Caveat Emptor: new judicial guidance


What is Caveat Emptor?

Along with ‘ad hoc’, ‘carpe diem’ and ‘bona fide’, caveat emptor is one of those Latin phrases which is firmly engrained in modern English. The ‘Let the Buyer Beware’ principle’s application to property transactions has long placed the onus (Latin again!) on the purchaser of property- warning them to ensure that the property they are purchasing is as they think it is.

What does this mean in practice?

One example of caveat emptor influencing transactions is the importance of a home-buyer’s survey to ensure that there are no hidden defects (see below) that a cursory check would not reveal. This has always been the responsibility of the buyer. Whilst a seller is supposed to disclose any problems that they are aware of and/or asked about specifically (perhaps by way of pre-contract enquiries), they do not have to investigate whether there are any others. Once the sale is complete, the cost of any remedial work for defects that become apparent would fall on the buyer- potentially a very costly problem!

Naturally, when buying property at an auction, undertaking such checks can be much more difficult and purchasers have to rely on a legal pack or a brief look at the property from a distance rather than a detailed inspection or survey.

What is a defect?

Defects can include physical problems (subsidence, damp, blocked gutters), societal problems (neighbour disputes, planning permission) and problems with title (missing rights of way, overage agreements, easements). As stated above, a seller should disclose any defects of which they are aware and could open themselves up to misrepresentation claims if they do not.

Misrepresentation requires:

– a false representation by the seller and;

– the false representation to have induced the purchaser to buy the property and;

– the purchaser to have suffered loss.

What has changed?

Lately, we have been provided with more guidance in relation to caveat emptor and misrepresentation by the courts in a case relating to the purchase of land via an auction. SPS Groundworks & Building Limited v Ms Satvinder Kaur Mahil.
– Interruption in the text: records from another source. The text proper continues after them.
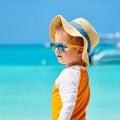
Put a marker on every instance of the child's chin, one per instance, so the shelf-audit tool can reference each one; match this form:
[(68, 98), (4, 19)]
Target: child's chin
[(61, 62)]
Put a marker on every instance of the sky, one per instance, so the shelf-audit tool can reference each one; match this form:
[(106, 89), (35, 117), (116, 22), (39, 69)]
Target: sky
[(27, 21)]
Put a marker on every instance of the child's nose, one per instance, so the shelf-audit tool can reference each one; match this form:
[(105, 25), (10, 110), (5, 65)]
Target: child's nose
[(56, 50)]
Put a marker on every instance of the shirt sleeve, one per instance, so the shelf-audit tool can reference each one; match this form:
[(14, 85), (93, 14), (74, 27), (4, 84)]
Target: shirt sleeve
[(68, 87)]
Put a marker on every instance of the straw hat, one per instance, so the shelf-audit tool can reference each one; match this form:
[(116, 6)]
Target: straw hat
[(79, 27)]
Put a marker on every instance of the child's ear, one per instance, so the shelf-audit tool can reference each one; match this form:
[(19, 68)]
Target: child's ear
[(80, 50)]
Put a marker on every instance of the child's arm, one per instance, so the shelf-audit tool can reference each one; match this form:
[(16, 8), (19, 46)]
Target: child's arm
[(68, 87)]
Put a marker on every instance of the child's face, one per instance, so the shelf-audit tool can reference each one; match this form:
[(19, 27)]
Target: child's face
[(70, 56)]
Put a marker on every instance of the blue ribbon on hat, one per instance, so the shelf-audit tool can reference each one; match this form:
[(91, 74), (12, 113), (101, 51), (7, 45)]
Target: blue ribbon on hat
[(83, 32)]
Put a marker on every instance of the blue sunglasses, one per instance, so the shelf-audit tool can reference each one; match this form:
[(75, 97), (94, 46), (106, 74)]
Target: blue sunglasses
[(61, 46)]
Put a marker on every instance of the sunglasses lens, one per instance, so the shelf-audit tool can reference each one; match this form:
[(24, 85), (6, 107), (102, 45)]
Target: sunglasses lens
[(53, 46), (61, 48)]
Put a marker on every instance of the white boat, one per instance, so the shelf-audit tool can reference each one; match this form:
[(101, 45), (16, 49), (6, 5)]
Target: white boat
[(106, 56)]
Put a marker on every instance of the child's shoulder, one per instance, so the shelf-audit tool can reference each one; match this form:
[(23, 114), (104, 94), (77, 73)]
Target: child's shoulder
[(72, 69)]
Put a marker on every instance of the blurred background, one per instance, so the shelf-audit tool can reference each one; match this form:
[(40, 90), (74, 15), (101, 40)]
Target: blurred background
[(28, 66)]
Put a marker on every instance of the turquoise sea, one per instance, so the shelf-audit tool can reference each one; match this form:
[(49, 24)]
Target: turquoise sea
[(27, 74)]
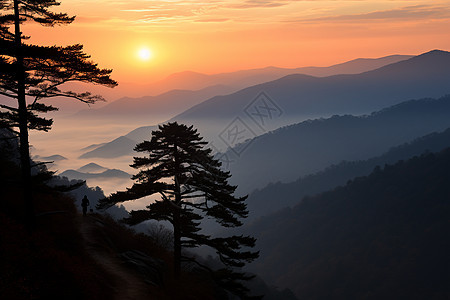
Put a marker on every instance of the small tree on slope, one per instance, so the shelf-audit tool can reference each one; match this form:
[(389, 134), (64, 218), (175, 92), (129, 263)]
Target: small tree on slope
[(184, 173)]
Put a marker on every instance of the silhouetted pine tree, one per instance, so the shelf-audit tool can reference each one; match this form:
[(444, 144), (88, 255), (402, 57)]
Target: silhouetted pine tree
[(192, 186), (38, 72)]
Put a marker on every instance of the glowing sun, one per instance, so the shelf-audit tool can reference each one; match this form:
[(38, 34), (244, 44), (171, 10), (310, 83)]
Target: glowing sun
[(144, 54)]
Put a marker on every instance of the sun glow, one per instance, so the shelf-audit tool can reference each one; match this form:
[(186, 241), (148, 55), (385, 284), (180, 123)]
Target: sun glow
[(144, 54)]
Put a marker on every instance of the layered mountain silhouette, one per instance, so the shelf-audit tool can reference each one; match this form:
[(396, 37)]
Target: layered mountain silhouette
[(384, 236), (277, 196), (244, 78), (308, 147), (92, 168), (295, 97), (159, 107), (291, 99)]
To summarise this case-

  • The land for sale was described by the seller as having ‘excellent scope for development’ and being a ‘superb investment opportunity’.
  • The purchaser had briefly viewed the land, but did not view the legal pack.
  • The land being sold was registered as green space, subject to an overage provision (regarded as a title defect) and considered by the Local Authority to be ‘unsustainable’ with regard to further development.
  • The overage defect was mentioned in the well-publicised legal pack, which the purchaser did not read, despite being an experienced developer
  • The purchaser made the successful bid of £130,000 and then refused to go ahead with their purchase on learning of the above issues
  • The seller then brought proceedings against the buyer for the shortfall.
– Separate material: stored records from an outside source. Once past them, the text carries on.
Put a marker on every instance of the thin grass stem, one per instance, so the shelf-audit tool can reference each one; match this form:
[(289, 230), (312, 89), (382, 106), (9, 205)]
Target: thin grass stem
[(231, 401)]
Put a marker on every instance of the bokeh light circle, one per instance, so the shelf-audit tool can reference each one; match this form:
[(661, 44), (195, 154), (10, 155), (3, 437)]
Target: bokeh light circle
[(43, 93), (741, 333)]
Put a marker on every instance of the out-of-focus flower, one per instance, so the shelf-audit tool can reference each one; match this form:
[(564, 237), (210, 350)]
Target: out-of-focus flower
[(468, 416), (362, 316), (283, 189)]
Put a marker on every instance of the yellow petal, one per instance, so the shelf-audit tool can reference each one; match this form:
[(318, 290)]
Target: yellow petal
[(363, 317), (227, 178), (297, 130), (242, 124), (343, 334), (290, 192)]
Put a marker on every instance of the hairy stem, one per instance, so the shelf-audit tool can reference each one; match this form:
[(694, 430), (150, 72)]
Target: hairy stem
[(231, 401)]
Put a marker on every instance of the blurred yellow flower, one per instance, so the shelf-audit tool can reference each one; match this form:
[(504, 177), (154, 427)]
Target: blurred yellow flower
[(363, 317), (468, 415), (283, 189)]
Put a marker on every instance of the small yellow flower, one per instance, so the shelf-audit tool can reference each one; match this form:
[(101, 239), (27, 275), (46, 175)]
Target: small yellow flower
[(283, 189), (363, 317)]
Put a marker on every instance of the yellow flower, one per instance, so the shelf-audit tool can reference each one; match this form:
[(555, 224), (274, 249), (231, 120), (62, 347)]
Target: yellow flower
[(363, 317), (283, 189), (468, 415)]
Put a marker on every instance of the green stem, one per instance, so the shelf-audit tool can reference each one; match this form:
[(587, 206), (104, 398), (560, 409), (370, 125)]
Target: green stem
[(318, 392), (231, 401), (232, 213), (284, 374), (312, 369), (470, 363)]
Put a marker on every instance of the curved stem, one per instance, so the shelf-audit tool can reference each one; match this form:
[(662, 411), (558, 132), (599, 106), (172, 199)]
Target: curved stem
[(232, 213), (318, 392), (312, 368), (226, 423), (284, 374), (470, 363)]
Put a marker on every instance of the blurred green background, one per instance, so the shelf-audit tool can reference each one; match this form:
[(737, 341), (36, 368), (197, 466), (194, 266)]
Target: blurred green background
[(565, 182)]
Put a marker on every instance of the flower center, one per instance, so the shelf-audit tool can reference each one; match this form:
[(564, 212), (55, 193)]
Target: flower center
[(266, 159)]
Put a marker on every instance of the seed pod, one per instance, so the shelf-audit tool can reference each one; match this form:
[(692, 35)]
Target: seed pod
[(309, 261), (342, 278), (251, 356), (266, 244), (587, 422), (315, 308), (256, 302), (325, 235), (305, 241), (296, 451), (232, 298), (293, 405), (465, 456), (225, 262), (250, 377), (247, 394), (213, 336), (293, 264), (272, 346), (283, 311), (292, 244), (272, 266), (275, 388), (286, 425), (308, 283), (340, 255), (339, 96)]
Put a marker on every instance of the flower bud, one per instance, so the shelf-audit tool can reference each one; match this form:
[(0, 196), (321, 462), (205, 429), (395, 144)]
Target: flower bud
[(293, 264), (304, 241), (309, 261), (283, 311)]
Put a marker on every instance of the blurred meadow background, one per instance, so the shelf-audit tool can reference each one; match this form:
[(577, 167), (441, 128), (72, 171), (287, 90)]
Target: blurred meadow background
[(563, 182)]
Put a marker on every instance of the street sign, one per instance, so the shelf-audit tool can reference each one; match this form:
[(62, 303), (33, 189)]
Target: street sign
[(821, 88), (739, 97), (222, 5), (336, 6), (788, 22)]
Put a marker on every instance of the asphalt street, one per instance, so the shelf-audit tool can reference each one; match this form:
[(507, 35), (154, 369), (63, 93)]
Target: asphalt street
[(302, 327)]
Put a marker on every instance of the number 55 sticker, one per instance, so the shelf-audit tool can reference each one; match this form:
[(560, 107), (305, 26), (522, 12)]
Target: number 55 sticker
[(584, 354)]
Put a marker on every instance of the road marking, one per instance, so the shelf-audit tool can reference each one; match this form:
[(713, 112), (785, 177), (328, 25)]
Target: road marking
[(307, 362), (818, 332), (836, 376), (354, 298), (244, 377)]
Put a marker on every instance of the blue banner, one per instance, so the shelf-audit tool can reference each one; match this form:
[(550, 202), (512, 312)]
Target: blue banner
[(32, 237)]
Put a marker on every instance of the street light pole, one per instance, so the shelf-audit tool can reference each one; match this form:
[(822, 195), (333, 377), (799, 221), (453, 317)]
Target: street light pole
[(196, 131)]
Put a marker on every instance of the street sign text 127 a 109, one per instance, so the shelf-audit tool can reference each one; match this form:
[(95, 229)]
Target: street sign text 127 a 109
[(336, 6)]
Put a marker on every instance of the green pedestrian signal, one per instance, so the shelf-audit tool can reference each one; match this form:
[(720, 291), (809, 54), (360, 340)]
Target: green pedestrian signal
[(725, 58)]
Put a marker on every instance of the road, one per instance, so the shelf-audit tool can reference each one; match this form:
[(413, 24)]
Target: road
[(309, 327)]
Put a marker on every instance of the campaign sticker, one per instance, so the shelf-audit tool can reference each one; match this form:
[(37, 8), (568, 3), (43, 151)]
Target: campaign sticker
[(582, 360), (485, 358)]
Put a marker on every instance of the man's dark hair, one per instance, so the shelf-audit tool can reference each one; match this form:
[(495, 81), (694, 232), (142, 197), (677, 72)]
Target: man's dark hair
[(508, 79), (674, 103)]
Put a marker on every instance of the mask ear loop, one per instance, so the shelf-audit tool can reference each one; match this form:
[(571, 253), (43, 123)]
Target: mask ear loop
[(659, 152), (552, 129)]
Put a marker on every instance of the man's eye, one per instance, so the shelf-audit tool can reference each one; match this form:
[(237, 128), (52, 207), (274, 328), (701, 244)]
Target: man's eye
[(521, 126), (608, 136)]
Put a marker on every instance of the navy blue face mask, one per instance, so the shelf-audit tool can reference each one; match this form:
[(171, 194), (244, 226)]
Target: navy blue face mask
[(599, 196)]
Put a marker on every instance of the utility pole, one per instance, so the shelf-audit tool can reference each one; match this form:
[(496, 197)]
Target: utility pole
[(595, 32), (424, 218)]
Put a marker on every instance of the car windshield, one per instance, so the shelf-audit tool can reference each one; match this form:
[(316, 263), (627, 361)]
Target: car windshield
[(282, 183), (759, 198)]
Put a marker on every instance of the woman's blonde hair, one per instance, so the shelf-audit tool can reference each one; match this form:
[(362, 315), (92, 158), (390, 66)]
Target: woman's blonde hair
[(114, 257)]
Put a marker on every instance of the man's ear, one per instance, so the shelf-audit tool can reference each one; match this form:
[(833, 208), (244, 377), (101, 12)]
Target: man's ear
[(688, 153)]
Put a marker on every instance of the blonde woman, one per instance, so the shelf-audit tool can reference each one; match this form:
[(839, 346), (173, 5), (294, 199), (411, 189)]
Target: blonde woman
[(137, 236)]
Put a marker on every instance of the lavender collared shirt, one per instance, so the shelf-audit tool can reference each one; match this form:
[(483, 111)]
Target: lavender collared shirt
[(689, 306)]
As most people would probably expect, the trial Judge sided with the seller, citing caveat emptor. The purchaser was experienced in buying land at auction and knew of the existence of the legal pack and its purpose but failed to read it. The seller had included all required information about the overage in the legal pack and ample opportunity to read to legal pack had been provided.

However, the appeal Judge did not agree.

Relying on Farqui v English Real Estate [1978] WLR 963, the Judge confirmed that in the case of defects in title (such as the overage agreement), this information must be brought directly and specifically to any bidder’s attention. The Judge suggested that this should be done in the sales particulars.
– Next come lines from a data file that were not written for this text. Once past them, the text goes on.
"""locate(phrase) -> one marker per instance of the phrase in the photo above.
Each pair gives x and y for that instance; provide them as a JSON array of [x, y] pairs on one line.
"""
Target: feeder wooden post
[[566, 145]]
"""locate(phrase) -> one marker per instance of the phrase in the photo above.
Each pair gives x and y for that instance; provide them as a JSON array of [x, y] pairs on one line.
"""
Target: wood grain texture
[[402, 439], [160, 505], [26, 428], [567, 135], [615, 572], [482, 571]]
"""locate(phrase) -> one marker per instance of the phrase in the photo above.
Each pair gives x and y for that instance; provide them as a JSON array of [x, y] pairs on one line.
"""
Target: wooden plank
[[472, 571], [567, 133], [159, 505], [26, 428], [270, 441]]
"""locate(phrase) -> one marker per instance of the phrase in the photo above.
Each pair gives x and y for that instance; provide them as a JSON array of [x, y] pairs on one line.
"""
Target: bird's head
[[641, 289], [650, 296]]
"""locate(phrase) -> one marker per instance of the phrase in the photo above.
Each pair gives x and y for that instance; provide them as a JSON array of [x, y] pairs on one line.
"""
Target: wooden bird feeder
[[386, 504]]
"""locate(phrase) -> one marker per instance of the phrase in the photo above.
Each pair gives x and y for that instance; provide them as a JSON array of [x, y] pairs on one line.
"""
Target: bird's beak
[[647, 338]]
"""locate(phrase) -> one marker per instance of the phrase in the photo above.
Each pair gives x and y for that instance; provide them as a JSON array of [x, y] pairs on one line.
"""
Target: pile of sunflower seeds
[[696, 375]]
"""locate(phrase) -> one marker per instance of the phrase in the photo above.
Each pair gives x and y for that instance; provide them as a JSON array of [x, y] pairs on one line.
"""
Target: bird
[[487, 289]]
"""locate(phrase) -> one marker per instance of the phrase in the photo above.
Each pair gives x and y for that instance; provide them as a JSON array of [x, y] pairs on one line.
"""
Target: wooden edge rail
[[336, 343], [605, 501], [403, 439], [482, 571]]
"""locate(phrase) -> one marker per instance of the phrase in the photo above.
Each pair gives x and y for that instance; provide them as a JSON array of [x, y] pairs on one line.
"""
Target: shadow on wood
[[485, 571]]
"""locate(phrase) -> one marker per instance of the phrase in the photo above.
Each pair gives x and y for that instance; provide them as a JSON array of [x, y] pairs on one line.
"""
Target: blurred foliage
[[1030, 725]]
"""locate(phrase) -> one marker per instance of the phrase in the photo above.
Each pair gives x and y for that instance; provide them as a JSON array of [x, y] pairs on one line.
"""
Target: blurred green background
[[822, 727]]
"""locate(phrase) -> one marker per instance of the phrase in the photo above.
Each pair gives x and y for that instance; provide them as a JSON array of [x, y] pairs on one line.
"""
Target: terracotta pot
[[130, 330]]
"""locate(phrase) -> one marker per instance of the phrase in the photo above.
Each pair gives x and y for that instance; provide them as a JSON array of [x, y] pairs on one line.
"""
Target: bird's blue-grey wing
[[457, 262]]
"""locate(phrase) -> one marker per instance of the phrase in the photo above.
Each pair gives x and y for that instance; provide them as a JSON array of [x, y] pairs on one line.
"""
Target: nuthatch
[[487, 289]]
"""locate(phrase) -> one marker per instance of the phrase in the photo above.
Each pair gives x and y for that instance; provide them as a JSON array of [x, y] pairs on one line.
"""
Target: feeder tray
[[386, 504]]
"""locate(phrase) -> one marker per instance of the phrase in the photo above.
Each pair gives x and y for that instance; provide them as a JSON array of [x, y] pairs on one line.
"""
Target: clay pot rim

The appeal court also said that, with regards to misrepresentation, the statements about the investment opportunity were not those that a reasonable person would have made, and so fulfil the first stage of misrepresentation. However, the second stage of misrepresentation was not met as the court held that the purchaser had made the decision to buy the land based on her brief viewing and had ignored the seller’s representations, just as she had ignored the legal pack.

To conclude

This somewhat surprising case may indicate an easing of the buyer beware principle, especially where the sale involves an auction. The vendor’s disclosure duty in Farqui v English Real Estate [1978] WLR 963 ‘beats’ caveat emptor where a defect relates to the title of a property. It creates a further duty on the seller to specify a defect. Giving a buyer the means to discover a defect is not enough.

Perhaps we will also see more restraint in sales advertisements. The Judge seems to have considered that if the seller had instead stated ‘some’ instead of ‘excellent’ scope for development, a reasonable person could quite easily have believed this and there would have been no false representation.

It will be interesting to see, in future cases, just how far the new duty will extend.